Missing for production

This project purposefully does not aim to become a production-ready application, but if it did, we'd be interested in implementing the features from this section.

Completeness requirements

  • Authentication does not include password, which would not work.
  • Title is used as primary key for books, but of course this wouldn't be acceptable normally.
  • Books can only be lent for a full week, but the timeline could be customizable.
  • Books are automatically considered available when their lease time expires, thus the current system doesn't account for lateness.

Nice-to-have features

  • See a user's history of borrowing.
  • See a book's history of borrowing.
  • Plotted metrics (% of books late, % probability of it being late, etc) in some sort of Admin dashboard.
  • Searching and filtering books in the UI.

Token refreshing and invalidation

Currently tokens are issued once and don't degrade, ever.

Have issued tokens for multiple devices

Currently we have the single access_token field in the User entity which wouldn't scale well with multiple devices.

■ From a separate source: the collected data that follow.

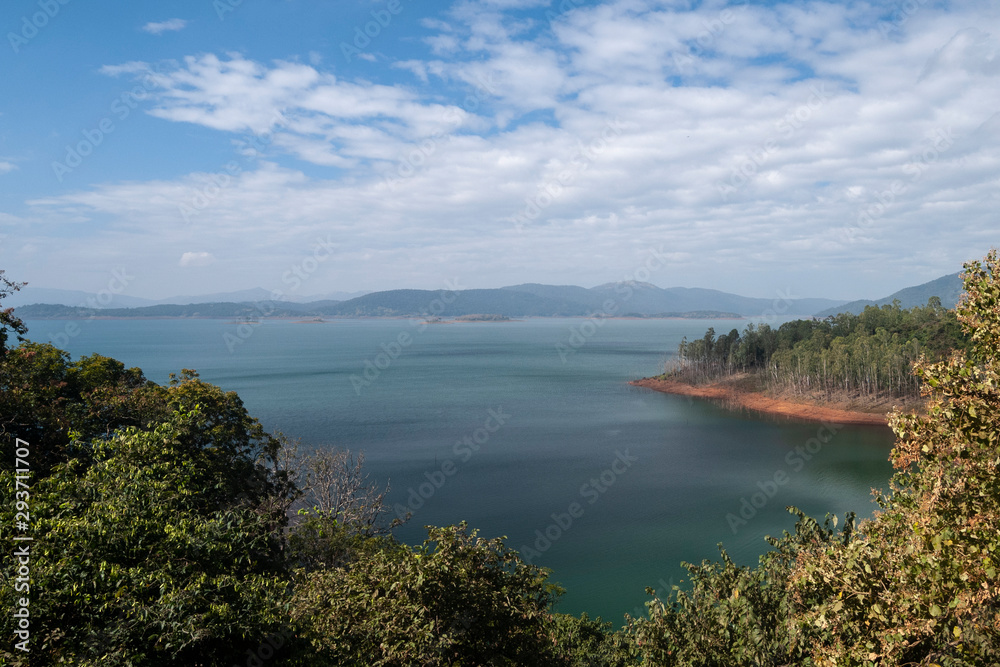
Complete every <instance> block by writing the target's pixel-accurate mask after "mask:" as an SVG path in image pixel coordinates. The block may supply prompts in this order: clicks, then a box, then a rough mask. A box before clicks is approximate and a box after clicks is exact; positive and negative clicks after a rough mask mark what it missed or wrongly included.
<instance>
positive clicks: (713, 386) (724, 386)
mask: <svg viewBox="0 0 1000 667" xmlns="http://www.w3.org/2000/svg"><path fill="white" fill-rule="evenodd" d="M629 384H630V385H632V386H633V387H643V388H645V389H652V390H653V391H659V392H662V393H665V394H678V395H681V396H693V397H695V398H707V399H712V400H716V401H725V402H727V403H734V404H736V405H738V406H739V407H742V408H746V409H748V410H754V411H756V412H763V413H765V414H769V415H778V416H782V417H789V418H794V419H805V420H808V421H823V422H833V423H837V424H865V425H872V426H888V421H887V419H886V414H885V413H874V412H859V411H857V410H845V409H842V408H834V407H829V406H824V405H817V404H815V403H804V402H798V401H791V400H788V399H783V398H773V397H771V396H767V395H765V394H761V393H759V392H754V391H746V390H740V389H737V388H735V387H733V386H731V385H726V384H723V383H713V384H708V385H691V384H688V383H686V382H681V381H679V380H662V379H659V378H643V379H641V380H632V381H631V382H629Z"/></svg>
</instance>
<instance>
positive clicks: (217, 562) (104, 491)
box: [0, 410, 287, 665]
mask: <svg viewBox="0 0 1000 667" xmlns="http://www.w3.org/2000/svg"><path fill="white" fill-rule="evenodd" d="M207 425H208V422H207V421H206V420H205V418H204V416H203V415H202V414H200V413H199V412H198V411H197V410H195V411H192V412H177V413H175V414H174V415H173V416H172V417H171V418H170V419H169V421H167V422H165V423H163V424H161V425H158V426H157V427H156V428H154V429H152V430H150V431H141V430H138V429H136V428H130V429H127V430H124V431H121V432H119V433H117V434H115V435H114V436H113V437H111V438H110V439H108V440H103V441H97V442H94V443H91V449H90V461H89V462H87V463H84V462H83V461H81V460H79V459H71V460H70V461H68V462H66V463H61V464H59V465H57V466H56V468H55V469H54V471H53V473H52V474H51V475H50V476H48V477H45V478H42V479H40V480H38V481H37V482H35V484H34V486H33V488H32V494H31V499H32V515H33V526H32V528H33V530H32V536H33V537H34V542H33V543H32V557H31V592H30V597H31V610H32V619H33V621H32V628H31V630H32V640H33V644H32V646H33V648H32V653H31V656H32V664H41V663H42V662H45V663H50V664H51V663H56V662H59V661H63V662H68V663H70V664H84V665H98V664H100V665H175V664H186V665H218V664H223V662H224V661H225V660H227V659H229V657H230V656H232V655H234V654H238V653H239V652H241V651H243V650H245V649H248V648H251V647H256V646H257V645H258V644H259V643H260V641H261V638H262V637H264V636H265V635H267V634H268V633H269V632H273V631H276V630H278V629H279V625H280V618H279V610H280V609H281V604H280V600H281V596H282V594H283V592H284V590H285V587H286V579H287V577H286V575H285V568H284V563H283V559H282V553H281V543H280V539H279V537H280V534H278V533H276V532H275V530H274V526H275V525H276V524H278V523H280V522H281V521H282V520H283V517H282V516H274V515H268V514H267V513H265V512H264V511H262V509H261V507H259V506H255V505H253V504H249V503H246V502H244V501H242V500H241V498H242V497H245V496H246V492H247V491H251V492H253V491H255V489H254V488H252V487H255V486H257V484H256V483H255V481H256V480H254V479H252V478H249V479H247V480H244V481H245V484H244V485H243V486H241V485H229V484H226V483H225V481H224V480H223V479H222V478H220V476H219V474H218V470H219V468H220V466H222V465H224V462H223V461H221V460H219V459H220V457H224V453H223V452H222V451H220V450H217V449H215V448H214V447H213V446H212V443H211V441H210V440H209V437H210V435H209V433H210V431H209V430H208V429H207V428H206V426H207ZM230 460H231V459H230ZM0 474H2V479H3V486H4V488H5V491H6V492H5V497H13V487H14V481H13V475H12V474H11V473H10V472H9V471H4V472H3V473H0ZM259 476H262V477H266V473H265V472H264V471H259ZM0 521H2V526H0V535H2V537H3V539H4V541H5V542H8V543H9V530H10V528H9V527H10V526H11V525H12V523H13V516H11V511H10V508H9V507H7V506H5V507H4V508H3V509H2V510H0ZM12 594H13V593H12V592H11V589H10V587H4V592H3V593H2V595H3V596H4V597H5V599H4V603H5V606H6V608H10V603H11V602H12V600H11V599H9V596H10V595H12ZM10 623H11V618H10V617H9V615H6V616H5V617H4V620H3V621H2V624H3V626H4V627H3V633H4V634H5V635H7V636H11V634H12V632H13V629H12V628H11V627H10ZM234 652H235V653H234ZM38 661H40V662H38Z"/></svg>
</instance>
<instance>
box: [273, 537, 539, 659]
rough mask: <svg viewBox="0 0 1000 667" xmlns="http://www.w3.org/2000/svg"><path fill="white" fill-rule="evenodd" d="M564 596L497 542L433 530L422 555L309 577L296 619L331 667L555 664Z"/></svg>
mask: <svg viewBox="0 0 1000 667" xmlns="http://www.w3.org/2000/svg"><path fill="white" fill-rule="evenodd" d="M557 595H558V590H557V589H556V588H555V587H554V586H552V585H551V584H548V583H546V573H545V572H544V571H543V570H541V569H540V568H537V567H535V566H532V565H528V564H526V563H524V562H523V561H521V560H520V558H519V557H518V555H517V552H515V551H512V550H510V549H509V548H507V547H506V546H505V545H504V543H503V541H502V540H501V539H494V540H485V539H483V538H480V537H477V535H476V531H472V532H471V533H470V532H469V531H468V530H467V528H466V526H465V524H462V525H460V526H452V527H448V528H434V527H429V532H428V538H427V540H426V541H425V542H424V544H423V546H421V547H415V548H411V547H407V546H403V545H397V546H395V547H394V548H386V549H380V550H376V551H374V552H373V553H372V554H371V555H370V556H369V557H367V558H362V559H357V560H355V561H353V562H351V563H350V564H349V566H346V567H336V568H331V569H324V570H320V571H315V572H309V573H306V574H304V581H302V582H300V584H299V585H298V586H297V589H296V592H295V595H294V597H293V600H292V617H293V619H294V620H295V621H296V623H297V627H299V628H300V629H301V631H302V633H303V634H304V635H305V636H306V637H308V638H309V639H310V640H311V642H312V644H313V646H314V648H315V650H316V652H317V656H318V657H319V658H320V659H322V660H323V661H324V662H322V663H319V662H315V663H313V664H329V665H384V666H387V665H412V664H420V665H549V664H555V663H554V662H553V660H554V656H553V647H552V643H551V641H550V639H549V637H548V634H547V632H546V623H547V621H548V619H549V617H550V613H549V607H550V606H551V604H552V602H553V600H554V599H555V597H556V596H557Z"/></svg>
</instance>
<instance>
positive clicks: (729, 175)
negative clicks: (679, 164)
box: [716, 83, 830, 202]
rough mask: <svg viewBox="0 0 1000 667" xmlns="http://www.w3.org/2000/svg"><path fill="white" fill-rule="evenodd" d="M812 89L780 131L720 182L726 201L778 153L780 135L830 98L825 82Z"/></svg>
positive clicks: (722, 195)
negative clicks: (774, 155)
mask: <svg viewBox="0 0 1000 667" xmlns="http://www.w3.org/2000/svg"><path fill="white" fill-rule="evenodd" d="M809 91H810V95H809V97H808V99H807V100H806V101H805V102H804V103H802V104H799V105H796V106H794V107H789V108H788V109H787V110H786V111H785V115H784V116H782V118H781V120H779V121H777V122H776V123H775V129H776V130H777V131H778V133H779V134H778V135H774V136H771V137H768V138H767V140H765V141H764V143H762V144H760V145H759V146H755V147H753V148H751V149H750V150H749V151H747V154H746V157H744V158H742V159H741V160H740V161H739V163H738V164H737V165H736V166H735V167H733V170H732V172H731V173H730V175H729V181H728V182H727V183H719V184H718V185H717V186H716V187H717V188H718V190H719V193H720V194H721V195H722V201H724V202H728V201H729V197H730V196H732V195H733V194H735V193H736V192H737V190H740V189H741V188H743V187H744V186H745V185H746V184H747V183H749V182H750V181H751V180H752V179H753V177H754V176H756V175H757V171H758V170H760V169H761V168H762V167H764V166H765V165H766V164H767V163H768V162H769V161H770V160H771V158H772V157H774V155H775V154H776V153H777V152H778V150H779V149H780V148H781V146H780V144H779V139H790V138H791V137H792V136H794V135H795V133H796V132H798V131H799V130H801V129H802V128H803V127H805V125H806V123H808V122H809V121H810V120H811V119H812V117H813V115H814V114H815V113H816V112H817V111H819V110H820V109H821V108H822V107H823V106H824V105H825V104H826V102H827V100H829V99H830V93H829V92H828V91H827V90H826V84H825V83H820V84H819V85H816V84H813V85H811V86H809Z"/></svg>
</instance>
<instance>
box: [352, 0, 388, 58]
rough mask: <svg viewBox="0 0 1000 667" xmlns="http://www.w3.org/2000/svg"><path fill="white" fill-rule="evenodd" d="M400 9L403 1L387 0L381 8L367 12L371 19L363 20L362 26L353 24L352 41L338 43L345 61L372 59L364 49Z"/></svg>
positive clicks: (386, 27)
mask: <svg viewBox="0 0 1000 667" xmlns="http://www.w3.org/2000/svg"><path fill="white" fill-rule="evenodd" d="M402 11H403V3H402V1H401V0H388V1H387V2H386V3H385V4H384V6H383V7H382V8H381V9H373V10H371V12H369V13H370V14H371V17H372V20H371V21H367V22H365V24H364V25H363V26H362V25H360V24H359V25H356V26H354V32H353V37H354V39H353V40H352V42H351V43H347V42H341V43H340V52H341V53H342V54H343V55H344V59H345V60H346V61H347V62H351V58H361V59H363V60H368V59H372V56H371V55H370V54H367V53H365V52H364V50H365V49H367V48H368V47H369V46H370V45H371V43H372V40H374V39H378V36H379V35H381V34H382V31H383V30H385V29H386V28H388V27H389V26H390V25H392V22H393V19H394V18H395V17H396V16H399V15H400V14H401V13H402Z"/></svg>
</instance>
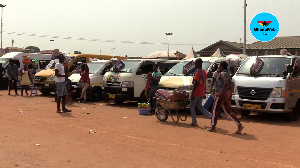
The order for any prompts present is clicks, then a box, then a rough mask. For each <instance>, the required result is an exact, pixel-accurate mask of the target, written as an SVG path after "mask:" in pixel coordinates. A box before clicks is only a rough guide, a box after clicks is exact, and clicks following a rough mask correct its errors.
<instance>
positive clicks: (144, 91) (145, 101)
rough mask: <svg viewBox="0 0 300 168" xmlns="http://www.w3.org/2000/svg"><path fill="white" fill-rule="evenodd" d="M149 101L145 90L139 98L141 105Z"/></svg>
mask: <svg viewBox="0 0 300 168" xmlns="http://www.w3.org/2000/svg"><path fill="white" fill-rule="evenodd" d="M147 102H148V100H147V99H146V95H145V90H143V91H142V93H141V94H140V98H139V103H147Z"/></svg>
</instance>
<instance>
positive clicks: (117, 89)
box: [102, 86, 134, 100]
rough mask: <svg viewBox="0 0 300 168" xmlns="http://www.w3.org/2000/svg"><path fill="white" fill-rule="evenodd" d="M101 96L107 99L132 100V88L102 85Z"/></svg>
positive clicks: (132, 89)
mask: <svg viewBox="0 0 300 168" xmlns="http://www.w3.org/2000/svg"><path fill="white" fill-rule="evenodd" d="M102 96H103V97H104V98H105V99H107V100H133V99H134V88H122V87H116V86H104V87H103V88H102Z"/></svg>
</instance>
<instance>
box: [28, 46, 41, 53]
mask: <svg viewBox="0 0 300 168" xmlns="http://www.w3.org/2000/svg"><path fill="white" fill-rule="evenodd" d="M25 49H29V50H30V52H32V53H38V52H40V51H41V50H40V49H39V48H38V47H36V46H28V47H26V48H25Z"/></svg>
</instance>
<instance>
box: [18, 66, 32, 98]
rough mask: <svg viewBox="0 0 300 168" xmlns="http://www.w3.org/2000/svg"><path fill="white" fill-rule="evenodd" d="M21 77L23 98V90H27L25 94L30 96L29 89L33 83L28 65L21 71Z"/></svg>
mask: <svg viewBox="0 0 300 168" xmlns="http://www.w3.org/2000/svg"><path fill="white" fill-rule="evenodd" d="M19 75H21V76H22V80H21V96H23V90H24V89H25V93H26V95H27V96H28V92H27V91H28V89H29V86H30V85H31V83H32V77H31V74H30V70H29V68H28V65H27V64H24V68H23V69H20V70H19Z"/></svg>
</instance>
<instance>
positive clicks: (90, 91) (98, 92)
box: [89, 87, 102, 101]
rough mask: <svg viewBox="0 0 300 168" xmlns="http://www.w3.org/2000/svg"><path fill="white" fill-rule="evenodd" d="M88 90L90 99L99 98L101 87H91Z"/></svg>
mask: <svg viewBox="0 0 300 168" xmlns="http://www.w3.org/2000/svg"><path fill="white" fill-rule="evenodd" d="M89 90H90V94H89V95H90V101H98V100H100V99H101V92H102V91H101V89H99V88H97V87H93V88H91V89H89Z"/></svg>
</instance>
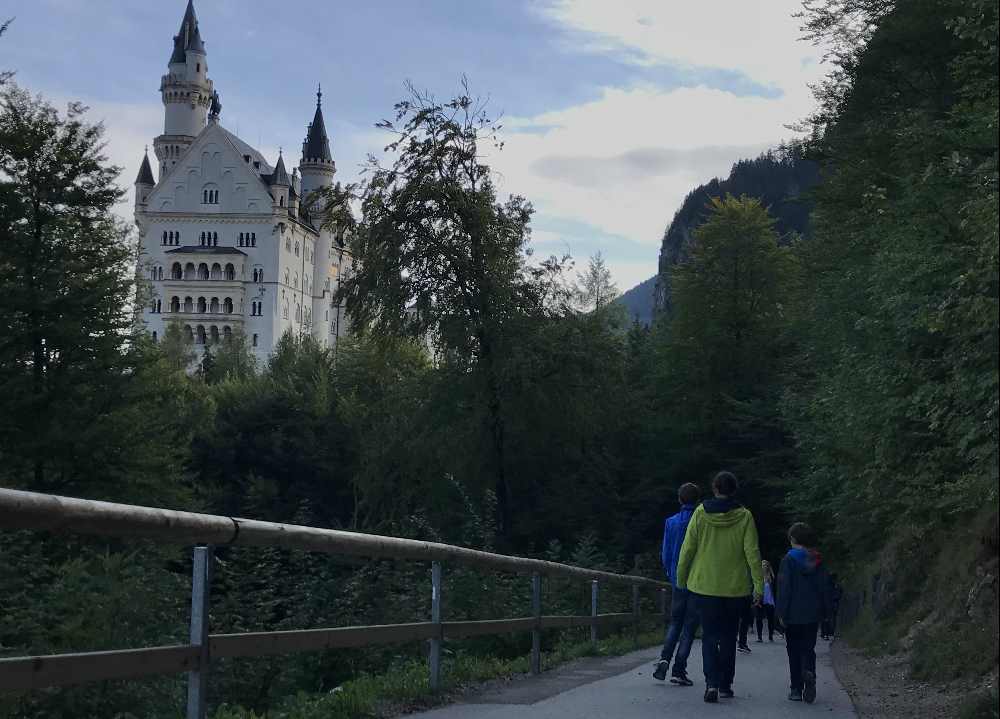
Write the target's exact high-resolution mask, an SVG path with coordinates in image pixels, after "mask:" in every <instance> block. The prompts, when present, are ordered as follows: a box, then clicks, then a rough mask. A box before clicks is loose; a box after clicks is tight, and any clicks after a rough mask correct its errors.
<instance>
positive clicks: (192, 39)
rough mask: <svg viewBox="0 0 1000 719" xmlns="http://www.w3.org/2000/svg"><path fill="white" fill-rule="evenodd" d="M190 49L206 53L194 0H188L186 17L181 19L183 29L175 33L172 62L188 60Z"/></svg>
mask: <svg viewBox="0 0 1000 719" xmlns="http://www.w3.org/2000/svg"><path fill="white" fill-rule="evenodd" d="M188 50H193V51H194V52H200V53H202V54H204V53H205V43H204V42H202V40H201V33H200V32H199V31H198V16H197V15H195V14H194V0H188V6H187V9H186V10H185V11H184V19H183V20H181V29H180V30H179V31H178V32H177V34H176V35H174V52H173V54H172V55H171V56H170V64H171V65H173V64H174V63H177V62H187V52H188Z"/></svg>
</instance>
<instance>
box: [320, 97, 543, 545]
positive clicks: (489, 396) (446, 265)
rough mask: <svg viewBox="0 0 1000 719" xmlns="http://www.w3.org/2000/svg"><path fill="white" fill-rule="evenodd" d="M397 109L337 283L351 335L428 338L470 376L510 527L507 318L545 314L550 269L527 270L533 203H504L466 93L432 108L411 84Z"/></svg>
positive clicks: (486, 126) (387, 127)
mask: <svg viewBox="0 0 1000 719" xmlns="http://www.w3.org/2000/svg"><path fill="white" fill-rule="evenodd" d="M410 91H411V95H410V98H409V99H406V100H403V101H401V102H399V103H397V104H396V115H395V119H394V120H393V121H384V122H382V123H380V126H381V127H382V128H384V129H386V130H388V131H390V132H393V133H394V134H395V137H396V139H395V140H394V141H393V142H392V143H390V145H389V147H388V149H389V150H391V151H393V152H395V153H397V155H396V160H395V161H394V162H393V164H392V166H391V167H382V166H380V165H379V164H378V163H377V162H376V161H374V160H373V161H372V164H371V167H370V168H369V170H370V173H371V176H370V179H369V180H368V183H367V186H366V187H365V188H364V191H363V192H362V202H361V206H362V213H363V217H362V219H361V222H360V225H359V226H358V227H357V228H356V231H355V232H354V233H353V234H352V236H351V240H350V242H351V249H352V251H353V255H354V257H355V260H356V261H357V263H358V269H357V272H356V273H355V274H354V275H352V276H351V277H349V278H348V279H347V280H345V281H344V283H343V284H342V285H341V290H340V293H339V298H340V299H343V300H344V301H345V303H346V309H347V313H348V315H349V316H350V317H351V321H352V325H353V328H354V330H355V331H356V332H359V333H364V332H371V333H372V335H374V336H376V337H378V336H387V337H388V336H399V335H400V334H409V335H412V336H421V337H422V336H431V337H433V338H435V341H436V342H437V343H438V344H439V345H440V348H441V350H442V351H443V352H444V353H445V355H446V356H447V358H448V362H450V363H452V364H454V365H456V366H457V367H460V368H462V369H460V370H459V371H462V372H465V371H468V372H470V373H471V376H472V377H473V378H474V379H475V383H474V391H475V393H476V394H477V396H478V398H479V401H480V404H481V406H483V407H485V410H486V411H485V412H484V414H483V420H482V428H483V431H484V435H485V438H486V440H487V441H488V443H489V446H490V447H491V455H492V456H491V458H490V459H489V462H488V466H489V473H490V474H491V475H492V477H493V488H494V491H495V492H496V495H497V505H498V515H499V516H498V525H499V531H500V533H501V534H506V533H507V531H508V529H509V527H510V503H509V499H510V498H509V487H508V484H507V478H506V461H507V460H506V452H507V449H506V445H505V443H506V427H505V423H504V415H503V409H502V407H503V402H504V388H503V386H502V384H501V382H500V374H501V370H500V363H501V353H502V351H503V350H502V347H503V343H504V336H505V332H506V330H507V329H508V327H509V325H510V323H511V322H512V320H514V319H515V318H517V317H519V316H522V315H525V314H532V313H538V312H543V311H544V303H545V300H546V298H547V296H548V291H549V289H550V285H548V284H546V283H545V282H544V281H542V280H544V278H545V277H546V276H547V273H548V272H549V271H550V270H551V267H552V263H548V264H543V265H542V267H540V268H530V267H529V266H528V263H527V254H526V250H527V245H528V239H529V221H530V219H531V214H532V208H531V205H530V204H529V203H528V202H526V201H525V200H524V198H522V197H518V196H511V197H509V198H508V199H507V200H506V201H504V202H501V201H499V200H498V198H497V194H496V187H495V185H494V182H493V178H492V173H491V170H490V168H489V167H488V166H487V165H485V164H484V163H483V162H482V153H481V145H482V143H483V142H493V143H494V146H495V147H498V148H499V147H501V146H502V143H500V142H499V140H498V139H497V134H496V133H497V130H498V129H499V128H498V126H497V125H496V124H495V123H494V122H493V121H492V120H491V119H490V117H489V116H488V114H487V112H486V109H485V106H484V103H482V102H481V101H479V100H477V99H475V98H473V97H470V96H469V94H468V88H467V87H463V91H464V92H463V94H462V95H460V96H459V97H456V98H454V99H452V100H450V101H448V102H443V103H442V102H438V101H436V100H434V99H433V98H432V97H430V96H428V95H426V94H422V93H419V92H417V91H416V90H414V89H413V88H412V87H410Z"/></svg>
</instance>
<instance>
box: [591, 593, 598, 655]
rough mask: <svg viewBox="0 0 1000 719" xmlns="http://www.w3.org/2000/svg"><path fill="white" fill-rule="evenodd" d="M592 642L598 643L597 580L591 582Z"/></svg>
mask: <svg viewBox="0 0 1000 719" xmlns="http://www.w3.org/2000/svg"><path fill="white" fill-rule="evenodd" d="M590 616H591V621H590V642H591V644H597V580H596V579H594V580H592V581H591V582H590Z"/></svg>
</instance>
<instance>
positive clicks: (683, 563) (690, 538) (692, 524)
mask: <svg viewBox="0 0 1000 719" xmlns="http://www.w3.org/2000/svg"><path fill="white" fill-rule="evenodd" d="M677 586H678V587H681V588H682V589H687V590H688V591H691V592H694V593H696V594H704V595H707V596H711V597H746V596H749V595H750V594H755V595H757V596H761V595H763V593H764V575H763V573H762V572H761V567H760V547H758V546H757V526H756V525H755V524H754V521H753V515H752V514H750V510H748V509H746V508H744V507H742V506H740V505H739V504H737V503H736V502H734V501H732V500H730V499H710V500H708V501H706V502H705V503H704V504H702V505H701V506H700V507H698V508H697V509H696V510H695V511H694V514H693V515H691V523H690V524H688V530H687V534H686V535H685V536H684V544H683V545H681V554H680V558H679V559H678V560H677Z"/></svg>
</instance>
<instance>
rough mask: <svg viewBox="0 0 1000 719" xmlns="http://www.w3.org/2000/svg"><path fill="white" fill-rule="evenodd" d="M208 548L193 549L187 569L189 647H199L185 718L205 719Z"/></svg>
mask: <svg viewBox="0 0 1000 719" xmlns="http://www.w3.org/2000/svg"><path fill="white" fill-rule="evenodd" d="M213 554H214V551H213V548H212V547H211V545H209V546H207V547H195V548H194V562H193V568H192V570H191V644H193V645H194V646H197V647H199V648H200V650H201V651H200V654H199V657H198V668H197V669H195V670H192V671H190V672H188V704H187V719H205V712H206V706H207V703H206V700H207V694H208V665H209V661H210V657H209V655H208V608H209V603H208V599H209V590H210V588H211V583H212V557H213Z"/></svg>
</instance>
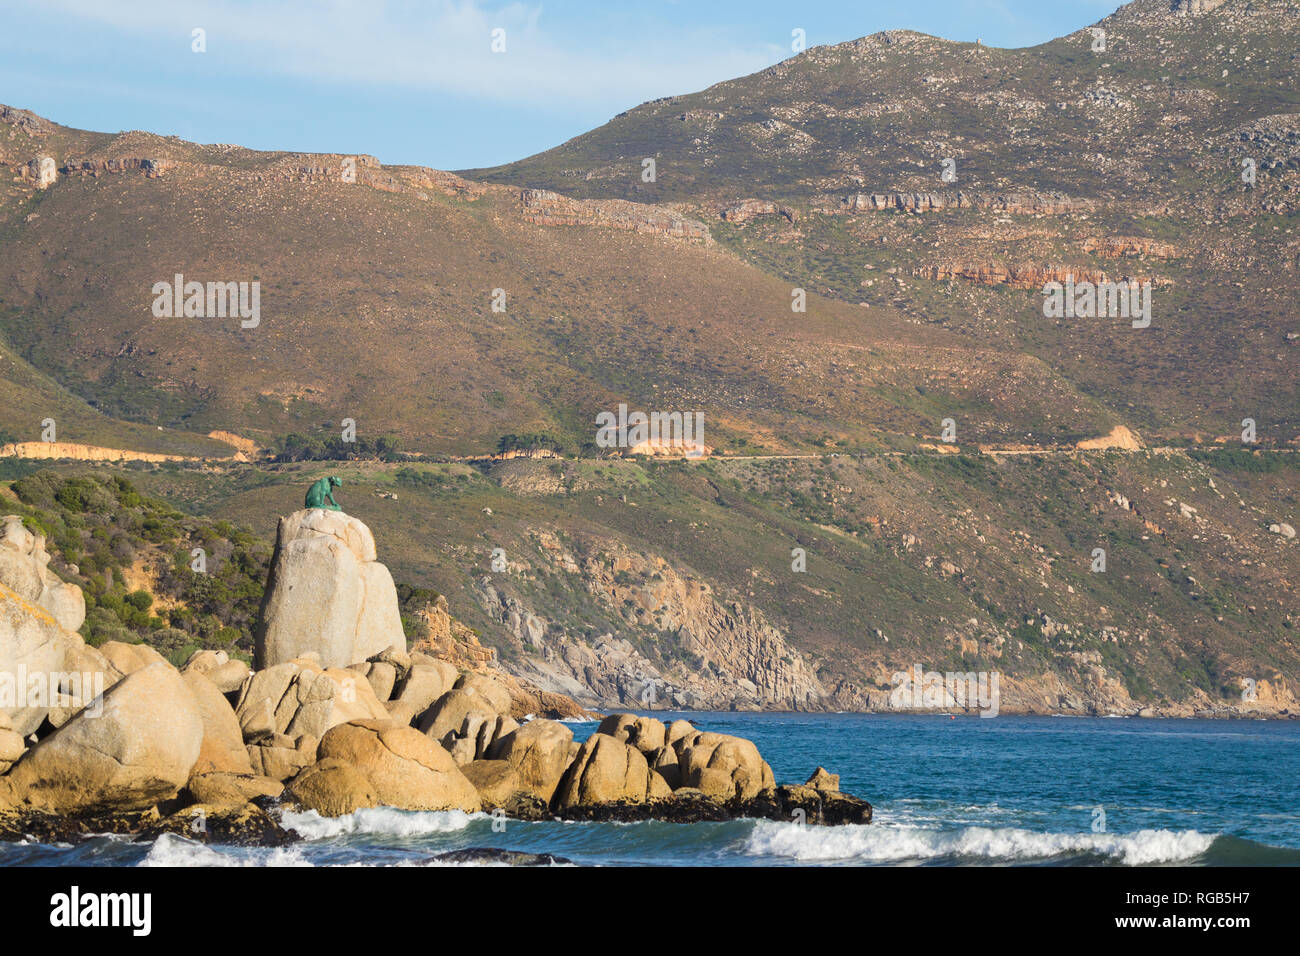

Uploading logs to the cloud

Currently errors are logged to the file system, but not reported in any manner to some provider in the cloud.

Other

The following are self-explanatory

  • PostgreSQL setup has only been proven to work without password.
  • Lacking CI Setup.
  • No API specification (e.g. OpenAPI).
  • No verification of the user profile's payload as received from the backend.
  • Cached profile information in the front-end is never invalidated or degraded.